Shortly after Sati and I were married we talked about adopting, but life was chaotic. We were both students about to embark on 8 years of residency and fellowship, and after our daughters were born four years later, it was all about work and daycare and mortgages and laundry and just trying to keep our heads above water. Until it wasn't. Until it was sixteen years later and when we looked around we saw some of our friends sending their kids off to college or planning weddings for their children or welcoming grandchildren into their lives, and we realized...we're not done.

April 20th, 2018, the day after our 16th wedding anniversary, Sati and I signed a contract with Children of the World adoption agency in Fairhope, Alabama. Our fates taking us to India.

It's been a whirlwind two months, and since that day we have had three visits with our social worker, a background check from every state we've lived in since the age of 18 (that's 10 for each of us), FBI fingerprints, 15+ hours of adoption education (where I have had to listen to my husband's incessant insistence that he has already raised two wonderful children and he shouldn't be require to do this), buckets of paperwork requiring original signatures and notarizations, references from six separate families, and a psychological evaluation to include a 300+ question personality assessment. And there was more. But I just can't remember it all right now and it's too painful to attempt to recall. We're just waiting on two more background checks to clear (Nevada and California) so we can schedule our final visit with the social worker, and then we'll be ready to register with the Indian government and be matched with our child. Or children.

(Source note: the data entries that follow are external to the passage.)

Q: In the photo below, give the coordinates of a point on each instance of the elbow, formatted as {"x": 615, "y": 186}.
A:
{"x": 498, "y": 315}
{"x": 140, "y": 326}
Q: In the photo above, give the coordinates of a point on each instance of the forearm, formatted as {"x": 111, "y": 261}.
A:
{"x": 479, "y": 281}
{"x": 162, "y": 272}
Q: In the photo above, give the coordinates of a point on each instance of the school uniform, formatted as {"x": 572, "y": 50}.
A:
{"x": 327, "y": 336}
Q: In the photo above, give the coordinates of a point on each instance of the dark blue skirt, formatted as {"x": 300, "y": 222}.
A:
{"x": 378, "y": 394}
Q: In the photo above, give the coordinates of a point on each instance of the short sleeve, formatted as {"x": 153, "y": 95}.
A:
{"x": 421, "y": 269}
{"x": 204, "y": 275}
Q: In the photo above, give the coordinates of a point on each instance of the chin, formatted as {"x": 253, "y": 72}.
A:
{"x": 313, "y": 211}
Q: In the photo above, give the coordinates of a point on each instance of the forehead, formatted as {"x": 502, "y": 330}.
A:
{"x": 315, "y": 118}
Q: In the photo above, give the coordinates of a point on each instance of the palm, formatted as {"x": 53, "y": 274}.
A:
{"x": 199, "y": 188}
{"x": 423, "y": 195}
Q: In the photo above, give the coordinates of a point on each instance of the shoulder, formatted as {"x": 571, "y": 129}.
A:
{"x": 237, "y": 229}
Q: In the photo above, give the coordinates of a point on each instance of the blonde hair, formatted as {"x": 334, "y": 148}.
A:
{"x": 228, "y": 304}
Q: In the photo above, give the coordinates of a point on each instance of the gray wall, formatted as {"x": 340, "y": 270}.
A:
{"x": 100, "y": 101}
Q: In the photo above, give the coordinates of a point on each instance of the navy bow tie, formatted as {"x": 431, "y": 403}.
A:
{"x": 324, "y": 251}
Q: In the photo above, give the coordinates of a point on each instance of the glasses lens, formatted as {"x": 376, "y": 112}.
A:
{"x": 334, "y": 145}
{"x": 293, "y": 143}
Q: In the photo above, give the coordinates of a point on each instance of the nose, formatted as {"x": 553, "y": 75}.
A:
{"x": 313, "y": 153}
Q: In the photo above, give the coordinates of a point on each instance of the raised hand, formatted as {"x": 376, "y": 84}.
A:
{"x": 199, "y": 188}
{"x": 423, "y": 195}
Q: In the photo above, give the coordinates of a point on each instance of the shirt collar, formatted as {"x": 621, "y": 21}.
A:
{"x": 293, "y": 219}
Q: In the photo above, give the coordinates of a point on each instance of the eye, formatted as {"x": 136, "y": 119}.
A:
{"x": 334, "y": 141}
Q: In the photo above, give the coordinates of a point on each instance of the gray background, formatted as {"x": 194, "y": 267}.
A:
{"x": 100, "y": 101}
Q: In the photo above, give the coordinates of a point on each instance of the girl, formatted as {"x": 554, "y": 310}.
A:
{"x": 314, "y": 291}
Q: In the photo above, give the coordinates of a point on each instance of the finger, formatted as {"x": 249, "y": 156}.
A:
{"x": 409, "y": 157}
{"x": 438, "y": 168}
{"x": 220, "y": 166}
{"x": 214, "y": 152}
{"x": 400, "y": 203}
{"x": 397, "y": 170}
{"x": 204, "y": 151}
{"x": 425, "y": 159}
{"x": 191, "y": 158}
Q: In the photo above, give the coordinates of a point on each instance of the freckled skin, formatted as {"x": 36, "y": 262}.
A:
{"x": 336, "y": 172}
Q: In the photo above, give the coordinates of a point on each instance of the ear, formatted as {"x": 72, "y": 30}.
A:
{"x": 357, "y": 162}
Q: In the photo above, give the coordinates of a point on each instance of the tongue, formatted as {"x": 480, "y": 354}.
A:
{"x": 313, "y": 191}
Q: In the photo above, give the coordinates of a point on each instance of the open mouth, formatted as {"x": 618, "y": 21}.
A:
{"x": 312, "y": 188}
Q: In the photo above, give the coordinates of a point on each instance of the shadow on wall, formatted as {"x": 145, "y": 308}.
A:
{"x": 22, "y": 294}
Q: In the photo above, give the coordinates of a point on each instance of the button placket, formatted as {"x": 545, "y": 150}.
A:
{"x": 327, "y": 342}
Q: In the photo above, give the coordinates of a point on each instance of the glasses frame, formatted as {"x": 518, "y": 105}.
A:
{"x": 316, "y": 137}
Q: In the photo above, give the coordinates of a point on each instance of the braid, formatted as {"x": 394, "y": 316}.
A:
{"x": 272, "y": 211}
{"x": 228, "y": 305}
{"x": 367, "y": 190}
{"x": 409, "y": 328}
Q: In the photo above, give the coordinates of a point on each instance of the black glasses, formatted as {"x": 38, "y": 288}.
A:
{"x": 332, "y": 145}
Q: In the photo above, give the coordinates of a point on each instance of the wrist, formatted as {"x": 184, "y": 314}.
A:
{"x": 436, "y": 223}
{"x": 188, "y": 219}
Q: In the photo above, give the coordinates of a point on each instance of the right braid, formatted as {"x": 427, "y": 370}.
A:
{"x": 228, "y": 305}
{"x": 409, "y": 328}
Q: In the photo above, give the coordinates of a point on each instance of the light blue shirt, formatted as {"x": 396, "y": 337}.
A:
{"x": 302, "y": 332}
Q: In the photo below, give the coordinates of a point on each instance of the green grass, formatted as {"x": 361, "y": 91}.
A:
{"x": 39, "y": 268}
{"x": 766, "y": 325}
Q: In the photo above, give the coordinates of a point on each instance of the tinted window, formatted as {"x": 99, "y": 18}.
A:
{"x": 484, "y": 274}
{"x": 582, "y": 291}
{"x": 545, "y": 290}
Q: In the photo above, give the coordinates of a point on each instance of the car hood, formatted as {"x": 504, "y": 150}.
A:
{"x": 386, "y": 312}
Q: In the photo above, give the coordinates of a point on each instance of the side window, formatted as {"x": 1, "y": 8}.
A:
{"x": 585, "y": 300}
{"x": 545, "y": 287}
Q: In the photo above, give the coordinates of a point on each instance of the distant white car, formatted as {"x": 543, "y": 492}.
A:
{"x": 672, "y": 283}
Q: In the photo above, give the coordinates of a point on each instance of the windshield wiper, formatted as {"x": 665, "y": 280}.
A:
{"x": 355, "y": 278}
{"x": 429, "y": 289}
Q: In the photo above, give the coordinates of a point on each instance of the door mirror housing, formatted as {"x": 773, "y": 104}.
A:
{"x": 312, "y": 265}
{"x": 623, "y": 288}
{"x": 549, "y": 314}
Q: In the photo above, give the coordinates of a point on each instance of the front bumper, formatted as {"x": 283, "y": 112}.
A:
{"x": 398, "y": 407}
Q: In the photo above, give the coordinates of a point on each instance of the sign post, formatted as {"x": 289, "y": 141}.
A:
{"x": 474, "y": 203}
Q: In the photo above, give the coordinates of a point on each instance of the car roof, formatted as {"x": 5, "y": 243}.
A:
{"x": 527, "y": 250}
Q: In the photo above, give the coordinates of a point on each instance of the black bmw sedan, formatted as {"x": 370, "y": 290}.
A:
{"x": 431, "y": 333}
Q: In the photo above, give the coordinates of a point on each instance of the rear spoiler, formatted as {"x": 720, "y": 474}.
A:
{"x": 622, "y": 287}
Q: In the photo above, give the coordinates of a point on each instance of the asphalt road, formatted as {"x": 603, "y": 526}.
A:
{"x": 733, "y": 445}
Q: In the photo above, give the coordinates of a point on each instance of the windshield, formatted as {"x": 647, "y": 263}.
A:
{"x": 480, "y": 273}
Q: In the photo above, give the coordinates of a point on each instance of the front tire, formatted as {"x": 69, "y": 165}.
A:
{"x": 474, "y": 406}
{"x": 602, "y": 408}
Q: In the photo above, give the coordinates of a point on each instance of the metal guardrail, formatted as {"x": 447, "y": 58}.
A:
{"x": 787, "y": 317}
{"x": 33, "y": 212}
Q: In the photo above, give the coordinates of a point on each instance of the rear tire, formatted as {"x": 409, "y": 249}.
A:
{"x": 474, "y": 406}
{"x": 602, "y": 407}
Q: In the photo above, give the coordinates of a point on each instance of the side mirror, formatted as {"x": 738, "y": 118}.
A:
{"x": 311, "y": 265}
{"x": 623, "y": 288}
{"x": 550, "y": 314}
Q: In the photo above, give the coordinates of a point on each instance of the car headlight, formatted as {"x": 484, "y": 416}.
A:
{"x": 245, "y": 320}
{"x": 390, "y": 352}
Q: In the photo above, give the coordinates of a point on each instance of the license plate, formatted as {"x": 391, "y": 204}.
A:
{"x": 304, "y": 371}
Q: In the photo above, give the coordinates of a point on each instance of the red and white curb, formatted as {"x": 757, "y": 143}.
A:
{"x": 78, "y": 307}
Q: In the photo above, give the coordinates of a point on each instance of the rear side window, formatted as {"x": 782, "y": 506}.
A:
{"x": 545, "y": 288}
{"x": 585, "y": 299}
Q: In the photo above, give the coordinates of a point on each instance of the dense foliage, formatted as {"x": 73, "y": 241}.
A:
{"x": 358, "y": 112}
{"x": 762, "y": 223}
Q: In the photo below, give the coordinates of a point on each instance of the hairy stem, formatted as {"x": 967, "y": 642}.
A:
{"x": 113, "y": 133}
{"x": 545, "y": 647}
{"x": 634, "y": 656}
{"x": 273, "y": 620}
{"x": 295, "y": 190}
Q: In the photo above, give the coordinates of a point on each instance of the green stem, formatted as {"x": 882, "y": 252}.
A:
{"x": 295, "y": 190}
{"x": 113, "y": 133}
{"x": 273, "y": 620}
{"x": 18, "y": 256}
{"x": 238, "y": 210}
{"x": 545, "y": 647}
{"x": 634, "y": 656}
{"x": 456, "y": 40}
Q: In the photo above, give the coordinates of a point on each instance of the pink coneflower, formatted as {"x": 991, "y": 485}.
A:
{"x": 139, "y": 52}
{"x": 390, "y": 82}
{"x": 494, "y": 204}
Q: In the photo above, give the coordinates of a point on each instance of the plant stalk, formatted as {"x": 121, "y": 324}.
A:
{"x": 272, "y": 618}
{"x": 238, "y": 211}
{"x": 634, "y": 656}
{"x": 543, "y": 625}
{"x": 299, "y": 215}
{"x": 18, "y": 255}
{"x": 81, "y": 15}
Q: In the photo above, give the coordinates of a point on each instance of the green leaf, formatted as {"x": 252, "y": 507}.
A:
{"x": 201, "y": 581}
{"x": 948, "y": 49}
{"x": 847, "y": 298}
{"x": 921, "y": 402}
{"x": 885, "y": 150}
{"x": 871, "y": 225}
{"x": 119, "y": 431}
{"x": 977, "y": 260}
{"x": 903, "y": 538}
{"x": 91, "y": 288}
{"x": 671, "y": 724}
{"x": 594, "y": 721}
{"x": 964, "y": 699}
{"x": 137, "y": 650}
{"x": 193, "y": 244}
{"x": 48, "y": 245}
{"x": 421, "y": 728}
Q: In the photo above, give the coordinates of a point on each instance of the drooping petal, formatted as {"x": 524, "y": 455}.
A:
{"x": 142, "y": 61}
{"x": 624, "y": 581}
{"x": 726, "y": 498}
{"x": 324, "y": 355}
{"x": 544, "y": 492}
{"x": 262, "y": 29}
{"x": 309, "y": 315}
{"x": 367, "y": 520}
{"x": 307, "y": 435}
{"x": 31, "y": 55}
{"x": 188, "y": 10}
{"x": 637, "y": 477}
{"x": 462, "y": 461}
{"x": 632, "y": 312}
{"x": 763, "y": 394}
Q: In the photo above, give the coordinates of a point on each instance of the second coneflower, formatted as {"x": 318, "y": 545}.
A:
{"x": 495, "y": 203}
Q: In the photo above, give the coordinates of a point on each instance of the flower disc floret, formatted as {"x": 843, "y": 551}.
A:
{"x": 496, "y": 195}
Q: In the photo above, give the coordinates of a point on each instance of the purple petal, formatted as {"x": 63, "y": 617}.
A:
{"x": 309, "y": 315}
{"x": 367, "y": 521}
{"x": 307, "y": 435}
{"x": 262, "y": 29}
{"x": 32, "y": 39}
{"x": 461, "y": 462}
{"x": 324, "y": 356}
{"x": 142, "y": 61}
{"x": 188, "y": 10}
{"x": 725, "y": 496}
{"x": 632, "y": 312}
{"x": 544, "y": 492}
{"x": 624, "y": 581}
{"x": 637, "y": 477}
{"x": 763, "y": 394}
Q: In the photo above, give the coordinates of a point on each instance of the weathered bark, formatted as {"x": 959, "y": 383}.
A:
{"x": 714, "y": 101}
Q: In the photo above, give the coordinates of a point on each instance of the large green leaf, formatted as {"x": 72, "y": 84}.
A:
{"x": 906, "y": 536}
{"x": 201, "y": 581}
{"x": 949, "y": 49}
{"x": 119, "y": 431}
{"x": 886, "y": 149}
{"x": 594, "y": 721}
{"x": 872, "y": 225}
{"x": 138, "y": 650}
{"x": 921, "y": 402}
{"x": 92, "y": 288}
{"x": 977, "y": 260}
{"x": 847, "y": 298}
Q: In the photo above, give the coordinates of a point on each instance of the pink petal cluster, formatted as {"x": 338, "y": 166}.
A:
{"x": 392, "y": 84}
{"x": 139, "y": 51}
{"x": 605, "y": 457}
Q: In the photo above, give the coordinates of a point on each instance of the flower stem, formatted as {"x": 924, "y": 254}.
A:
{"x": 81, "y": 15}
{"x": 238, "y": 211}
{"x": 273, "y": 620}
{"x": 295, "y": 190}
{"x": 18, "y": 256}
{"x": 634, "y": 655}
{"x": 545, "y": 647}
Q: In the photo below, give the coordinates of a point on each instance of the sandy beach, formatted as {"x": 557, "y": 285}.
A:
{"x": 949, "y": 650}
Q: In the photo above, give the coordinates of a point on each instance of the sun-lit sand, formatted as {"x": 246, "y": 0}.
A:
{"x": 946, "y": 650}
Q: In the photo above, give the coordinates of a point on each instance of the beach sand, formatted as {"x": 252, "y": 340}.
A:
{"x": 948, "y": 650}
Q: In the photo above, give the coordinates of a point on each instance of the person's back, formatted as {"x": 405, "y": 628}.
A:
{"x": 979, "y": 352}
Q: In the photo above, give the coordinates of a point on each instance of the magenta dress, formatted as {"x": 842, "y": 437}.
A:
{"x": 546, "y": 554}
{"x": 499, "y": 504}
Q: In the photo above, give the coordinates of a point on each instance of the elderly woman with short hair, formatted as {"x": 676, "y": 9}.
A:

And herein lies our first emotional hurdle. Don't get me wrong; the home study was no barrel of monkeys, and there may or may not have been some bad words tossed around during the last couple of months, but what we're facing now is the very definition of heart-wrenching:

***The List of Special Needs***

Let me back up a moment and give a brief overview of the India adoption process. India prefers for its children to stay in India and be raised by Indian parents. Perfectly understandable. And in a perfect world that might even happen. But in this imperfect world of poverty and disease and stigma, this is obviously just not possible. The next best thing, according to the Indian government, would be for a family with Indian heritage living outside of India to take in the orphaned children. And the least ideal, aside from leaving the children on the streets or in orphanages, is to allow non-Indian families outside of India to adopt.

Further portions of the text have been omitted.